Diplomatic pressure mounts on Syria after Houla massacre
Diplomatic pressure on Syria has mounted this week, as countries around the world have announced the expulsion of Syrian diplomats in protest at the massacre close to the Syrian town of Houla last weekend, in the province of Homs.
More than one hundred people were killed in the attack, including 20 women and almost 50 children, according to reports in Western newspapers. A UN report said that many of the dead were shot at close range, with less than 20 of the total casualties killed by shelling from the Syrian army. Some reports indicate entire families were summarily executed in their homes.
Militiamen loyal to the Syrian government, known as shabiha, have been widely blamed, with some eyewitnesses claiming that they arrived in army vehicles and were dressed in a mixture of civilian clothes and military uniforms.
The Syrian government blamed “terrorists” for the attack, and denied any involvement by the Syrian armed forces.
Following the massacre, a total of 13 countries announced on Tuesday that they were expelling Syrian diplomats. Amongst those 13 are the UK, France, the US, Australia, Canada, Germany, Turkey, Switzerland and Japan.
Both Russia and China, who have so far steadfastly supported Syria at the UN, have come out against the attack and voted in favor of a highly critical Security Council declaration condemning Assad’s government on Sunday. Russia later criticized the expulsion of diplomats as “counterproductive,” and said the rebels were partly to blame for the massacre. Later in the week, a Russian foreign ministry official stated that outside intervention in Syria was still a bad idea as it would worsen the violence, and that Russia would use its veto to prevent this from happening.
Within Syria itself, a spokesman for the opposition Free Syrian Army (FSA) gave the Syrian government a 48-hour deadline to stop its attacks and abide by the UN ceasefire, though another FSA spokesman based in Turkey denied this. The deadline passed on Friday morning, London time.
Friday also saw the convening of an emergency meeting of the UN Human Rights Council at the request of Qatar and Turkey. It issued a statement calling for an independent investigation into the massacre and condemned the Syria government. The resolution was passed over the objections of Russia, China, and Cuba.

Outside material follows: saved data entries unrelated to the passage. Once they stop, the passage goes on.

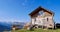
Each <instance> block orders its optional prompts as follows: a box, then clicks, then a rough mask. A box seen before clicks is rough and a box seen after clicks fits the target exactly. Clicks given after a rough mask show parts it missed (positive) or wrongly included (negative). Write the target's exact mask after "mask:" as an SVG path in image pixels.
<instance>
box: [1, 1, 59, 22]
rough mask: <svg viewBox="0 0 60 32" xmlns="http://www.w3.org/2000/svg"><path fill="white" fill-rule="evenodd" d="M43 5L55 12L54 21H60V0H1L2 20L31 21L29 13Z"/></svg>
mask: <svg viewBox="0 0 60 32" xmlns="http://www.w3.org/2000/svg"><path fill="white" fill-rule="evenodd" d="M39 6H42V7H44V8H46V9H48V10H51V11H53V12H54V13H55V15H54V21H55V22H59V21H60V13H59V12H60V0H0V21H8V22H10V21H15V20H16V21H21V22H29V21H30V17H29V15H28V14H29V13H30V12H32V11H33V10H34V9H36V8H37V7H39Z"/></svg>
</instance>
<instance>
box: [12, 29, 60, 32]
mask: <svg viewBox="0 0 60 32" xmlns="http://www.w3.org/2000/svg"><path fill="white" fill-rule="evenodd" d="M12 32H60V29H56V30H52V29H47V30H43V29H34V30H33V31H30V30H26V29H22V30H16V31H12Z"/></svg>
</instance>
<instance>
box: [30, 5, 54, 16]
mask: <svg viewBox="0 0 60 32" xmlns="http://www.w3.org/2000/svg"><path fill="white" fill-rule="evenodd" d="M41 10H42V11H46V12H48V13H50V14H53V15H54V12H52V11H50V10H46V9H45V8H43V7H41V6H39V7H38V8H37V9H35V10H34V11H32V12H31V13H30V14H29V15H30V16H32V15H34V14H36V13H38V12H39V11H41Z"/></svg>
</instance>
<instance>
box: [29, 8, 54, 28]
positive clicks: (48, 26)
mask: <svg viewBox="0 0 60 32" xmlns="http://www.w3.org/2000/svg"><path fill="white" fill-rule="evenodd" d="M29 15H30V17H31V25H37V26H38V27H40V28H54V20H53V17H54V13H53V12H52V11H49V10H46V9H45V8H42V7H38V8H37V9H35V10H34V11H32V12H31V13H30V14H29Z"/></svg>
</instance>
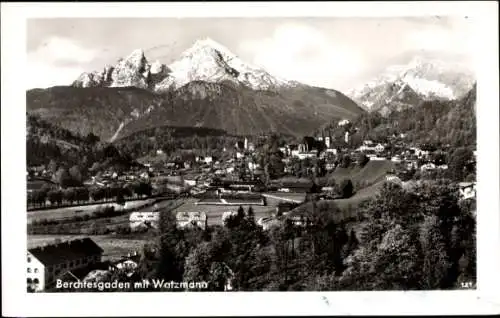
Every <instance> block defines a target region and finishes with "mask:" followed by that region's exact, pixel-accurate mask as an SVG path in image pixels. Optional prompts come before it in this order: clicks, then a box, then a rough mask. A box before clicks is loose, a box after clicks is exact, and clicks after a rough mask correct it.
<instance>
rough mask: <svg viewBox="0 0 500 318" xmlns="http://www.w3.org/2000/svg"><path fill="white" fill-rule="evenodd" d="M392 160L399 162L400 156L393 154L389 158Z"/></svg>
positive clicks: (399, 160)
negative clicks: (395, 155)
mask: <svg viewBox="0 0 500 318" xmlns="http://www.w3.org/2000/svg"><path fill="white" fill-rule="evenodd" d="M391 161H392V162H401V157H400V156H394V157H392V158H391Z"/></svg>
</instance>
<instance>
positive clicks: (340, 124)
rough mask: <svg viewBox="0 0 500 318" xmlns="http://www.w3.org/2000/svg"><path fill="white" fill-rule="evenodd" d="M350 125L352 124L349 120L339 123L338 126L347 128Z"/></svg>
mask: <svg viewBox="0 0 500 318" xmlns="http://www.w3.org/2000/svg"><path fill="white" fill-rule="evenodd" d="M349 123H350V121H349V120H347V119H342V120H341V121H339V122H338V124H337V126H339V127H342V126H345V125H347V124H349Z"/></svg>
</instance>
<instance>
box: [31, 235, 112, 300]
mask: <svg viewBox="0 0 500 318" xmlns="http://www.w3.org/2000/svg"><path fill="white" fill-rule="evenodd" d="M102 254H103V249H102V248H101V247H100V246H99V245H97V244H96V243H95V242H94V241H93V240H92V239H91V238H88V237H86V238H82V239H76V240H71V241H66V242H60V243H55V244H50V245H45V246H38V247H35V248H30V249H28V251H27V285H28V290H29V291H34V292H37V291H43V290H45V289H47V288H50V287H52V286H53V285H54V284H55V282H56V279H57V278H58V277H59V276H60V275H62V274H64V273H65V272H67V271H73V270H77V269H83V268H86V267H91V266H93V265H95V264H97V263H100V262H101V259H102Z"/></svg>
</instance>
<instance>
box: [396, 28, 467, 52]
mask: <svg viewBox="0 0 500 318" xmlns="http://www.w3.org/2000/svg"><path fill="white" fill-rule="evenodd" d="M473 31H474V29H473V28H472V25H471V23H469V22H467V21H460V20H455V21H451V22H450V23H449V24H448V27H445V26H435V25H434V26H432V25H429V26H427V27H425V26H424V27H422V28H421V29H419V30H416V31H413V32H411V33H409V34H408V36H407V37H406V41H405V45H407V46H408V47H409V48H410V49H418V50H428V51H441V52H448V53H456V54H464V55H467V56H473V55H474V54H475V51H474V50H475V45H474V44H475V42H474V41H475V36H474V34H473Z"/></svg>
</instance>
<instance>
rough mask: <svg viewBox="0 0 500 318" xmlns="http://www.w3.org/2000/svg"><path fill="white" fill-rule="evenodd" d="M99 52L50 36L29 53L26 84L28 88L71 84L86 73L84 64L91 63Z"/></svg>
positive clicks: (73, 43)
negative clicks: (51, 36)
mask: <svg viewBox="0 0 500 318" xmlns="http://www.w3.org/2000/svg"><path fill="white" fill-rule="evenodd" d="M97 53H98V52H97V50H92V49H86V48H83V47H81V46H79V45H78V44H77V43H76V42H75V41H72V40H70V39H66V38H62V37H50V38H48V39H47V40H46V41H44V42H43V43H42V44H40V45H39V46H38V47H37V48H36V49H35V50H34V51H32V52H28V56H27V67H28V70H29V74H30V76H29V77H28V79H27V83H26V84H27V86H28V88H46V87H50V86H55V85H69V84H71V83H72V82H73V81H74V80H75V79H76V78H77V77H78V76H79V75H80V74H81V73H83V72H84V67H83V65H84V64H85V63H89V62H91V61H92V60H93V59H94V58H95V57H96V56H97Z"/></svg>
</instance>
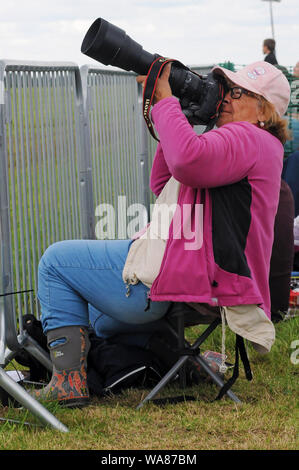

News is also emerging that Syria is having difficulty meeting its grain import needs. UN figures indicate that Syria imports half of its grain. Bread is a dietary staple of many Syrians, who consume half a kilo of grain per day according to figures cited by Reuters. Although food imports are not embargoed, some traders say that banks, ship owners and traders are nonetheless wary of sanctions, making it difficult for Syria to obtain financing for shipments and forcing it to rely on smaller shipments arranged by middlemen.